Der zweite Teil, beginnend mit Szene 4 (Der Verrat), setzt mit einem breit wehklagenden Intro ein. In dieser Szene voller Dramatik existieren mehr Wechsel in Tempo und Dynamik, stakkatohaftes Rufen, viele Punktierungen, scharf marschhaftes Fortschreiten, maximal dynamisch bei Judas' Eingeständnis des Verrates, zum Ruf nach der Kreuzigung Jesus' sehr starke Blechbläser- und Schlagwerk-Dynamik und Trauermarschschritt. Hier also mehr Theatralisches, jedoch bleiben auch Melodien singulär und wenig einprägsam.

Die kurze Golgatha-Szene (5) fällt hingegen vergleichsweise sanft in den Klängen aus. Es folgt "Am Grabe" (Szene 6), am Ende mit einem schönen Chor der Engel. Die Frauenstimmen (Sopran und Alt) der Chorgemeinschaft waren hier absolut fantastisch in ihrer Ausdrucks- und Vortragskraft.

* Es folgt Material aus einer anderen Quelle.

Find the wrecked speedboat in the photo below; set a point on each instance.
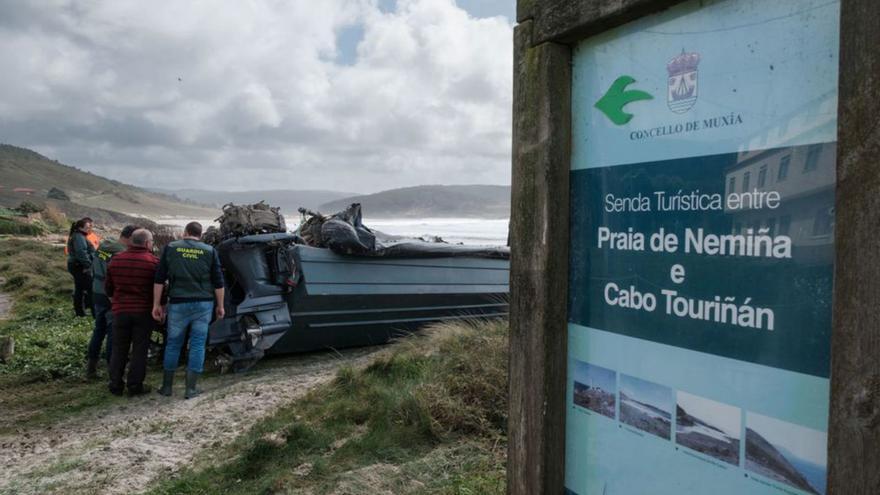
(335, 283)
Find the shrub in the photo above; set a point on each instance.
(29, 207)
(10, 226)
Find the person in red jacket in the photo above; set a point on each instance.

Kombiniert mit einem versöhnlichen instrumentalen Ende der Szene gehört dieser Teil für mich zum kompositorisch Besten des Oratoriums.

Bleibt noch Szene 7, die Himmelfahrt. Auch hier tauchen einige beeindruckende Chorstücke auf, die der "Mystische Chor" vorträgt. Die Apostel und die "Heiligen Frauen" gehen nahe mit "All the ends of the world". Die Kreuzigung ist hier explizit "eingebaut", eher zart und doch dramatisch, musikalisch am Ende mit einer Wendung ins Positive. Und die abschließenden Teile beeindrucken mit einer Dynamik und Ausdrucksstärke, die man mit Mahlers "Sinfonie der Tausend" vergleichen möchte. Als Resümee möchte man sagen: Je inhaltlich dramatischer, desto günstiger komponiert.

Trotz der Längen ist also viel zu entdecken und man kann sich in manchen Teilen beeindrucken und berühren lassen. Die Tonsprache hat Elgar übrigens nicht selten an Mendelssohns Kompositionen, insbesondere seinen biblischen Oratorien orientiert. Das fällt bei diesem Werk deutlicher aus als bei anderen.

In jedem Fall war das Konzert ein Erlebnis, das eine Menge an Höreindrücken hinterließ und die Chorgemeinschaft in Bestform zeigte.